Because I’m a hard-cord Disnerd, the first thing I thought of when I saw the trailer for “Hidden Figures” was: “Is that the woman in the NASA scene in Spaceship Earth?”

I have long wondered whether the African-American woman in go-go boots, miniskirt and a white lab coat was based on a historical figure. “Hidden Figures” answers that question for me, at least unofficially.

The 20th Century Fox movie, which is due in theaters in January, tells the story of the African mathematician Katherine Johnson (played by Taraji P. Henson) and two of her colleagues, Dorothy Vaughan (Octavia Spencer) and Mary Jackson (Janelle Monåe, in her debut role).
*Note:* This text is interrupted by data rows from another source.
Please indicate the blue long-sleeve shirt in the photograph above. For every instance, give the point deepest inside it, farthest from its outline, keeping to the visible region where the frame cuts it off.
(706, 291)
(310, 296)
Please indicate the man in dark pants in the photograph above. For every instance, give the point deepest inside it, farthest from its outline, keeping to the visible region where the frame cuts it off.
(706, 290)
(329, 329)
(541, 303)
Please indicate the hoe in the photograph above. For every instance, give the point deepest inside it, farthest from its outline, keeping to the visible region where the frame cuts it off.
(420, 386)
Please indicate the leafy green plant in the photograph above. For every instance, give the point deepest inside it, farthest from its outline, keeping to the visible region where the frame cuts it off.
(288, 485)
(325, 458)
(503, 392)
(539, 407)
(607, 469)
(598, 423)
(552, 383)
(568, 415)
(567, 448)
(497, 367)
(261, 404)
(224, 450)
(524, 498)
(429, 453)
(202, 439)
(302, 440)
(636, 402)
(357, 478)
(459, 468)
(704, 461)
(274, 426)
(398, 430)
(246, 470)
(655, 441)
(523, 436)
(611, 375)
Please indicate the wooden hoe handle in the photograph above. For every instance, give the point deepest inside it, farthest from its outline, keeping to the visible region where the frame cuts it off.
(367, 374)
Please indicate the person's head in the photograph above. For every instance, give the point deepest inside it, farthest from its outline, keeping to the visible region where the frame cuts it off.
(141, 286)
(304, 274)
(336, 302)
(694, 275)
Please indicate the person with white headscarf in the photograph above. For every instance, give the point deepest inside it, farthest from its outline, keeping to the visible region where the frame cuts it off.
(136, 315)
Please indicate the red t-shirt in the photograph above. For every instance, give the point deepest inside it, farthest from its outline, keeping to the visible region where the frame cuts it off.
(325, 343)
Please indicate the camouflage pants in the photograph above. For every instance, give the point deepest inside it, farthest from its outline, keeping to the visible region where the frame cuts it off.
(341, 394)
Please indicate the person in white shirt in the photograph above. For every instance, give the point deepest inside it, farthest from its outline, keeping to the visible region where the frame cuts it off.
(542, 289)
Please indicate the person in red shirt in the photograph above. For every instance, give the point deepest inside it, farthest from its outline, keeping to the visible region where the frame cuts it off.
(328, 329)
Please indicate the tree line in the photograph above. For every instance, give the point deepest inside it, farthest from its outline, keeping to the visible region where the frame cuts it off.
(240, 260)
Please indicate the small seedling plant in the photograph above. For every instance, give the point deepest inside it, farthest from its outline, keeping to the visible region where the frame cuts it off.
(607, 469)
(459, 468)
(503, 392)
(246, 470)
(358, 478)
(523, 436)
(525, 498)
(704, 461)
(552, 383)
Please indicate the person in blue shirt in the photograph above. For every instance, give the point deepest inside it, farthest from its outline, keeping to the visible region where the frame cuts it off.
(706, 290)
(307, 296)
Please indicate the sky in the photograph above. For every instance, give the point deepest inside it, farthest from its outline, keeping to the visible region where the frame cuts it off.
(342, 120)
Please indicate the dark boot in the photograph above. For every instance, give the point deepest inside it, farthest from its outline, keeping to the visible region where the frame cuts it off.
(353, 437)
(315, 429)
It is based on a non-fiction book of the same name, which will be published Sept. 6.

“To send a man to the moon,” Dame Judy Densch narrates as Disney guests pass by the woman in the miniskirt and lab coat, “we had to invent a new language, spoken not by man, but by computers.”

But Johnson and her colleagues were known as “human computers.” Johnson, who was a physicist and a space scientist as well as a mathematician, calculated the trajectories for Project Mercury and the 1969 Apollo 11 flight to the moon. And when Apollo 13 was aborted, her work helped return the crew safely to earth.

Johnson, now 97, was awarded the Presidential Medal of Freedom in 2015. And this year, NASA dedicated the Katherine G. Johnson Computational Research Facility at its Langley Research Center in Hampton, Va.

I’m sorry I didn’t know the story of Johnson and the army of “human computers” who blazed a trail for black female scientists. But I’m glad I know it now and can help spread the word.

I don’t know if Katherine Johnson really was the inspiration for the Spaceship Earth figure or not, but from now on, that’s my story, and I’m sticking to it.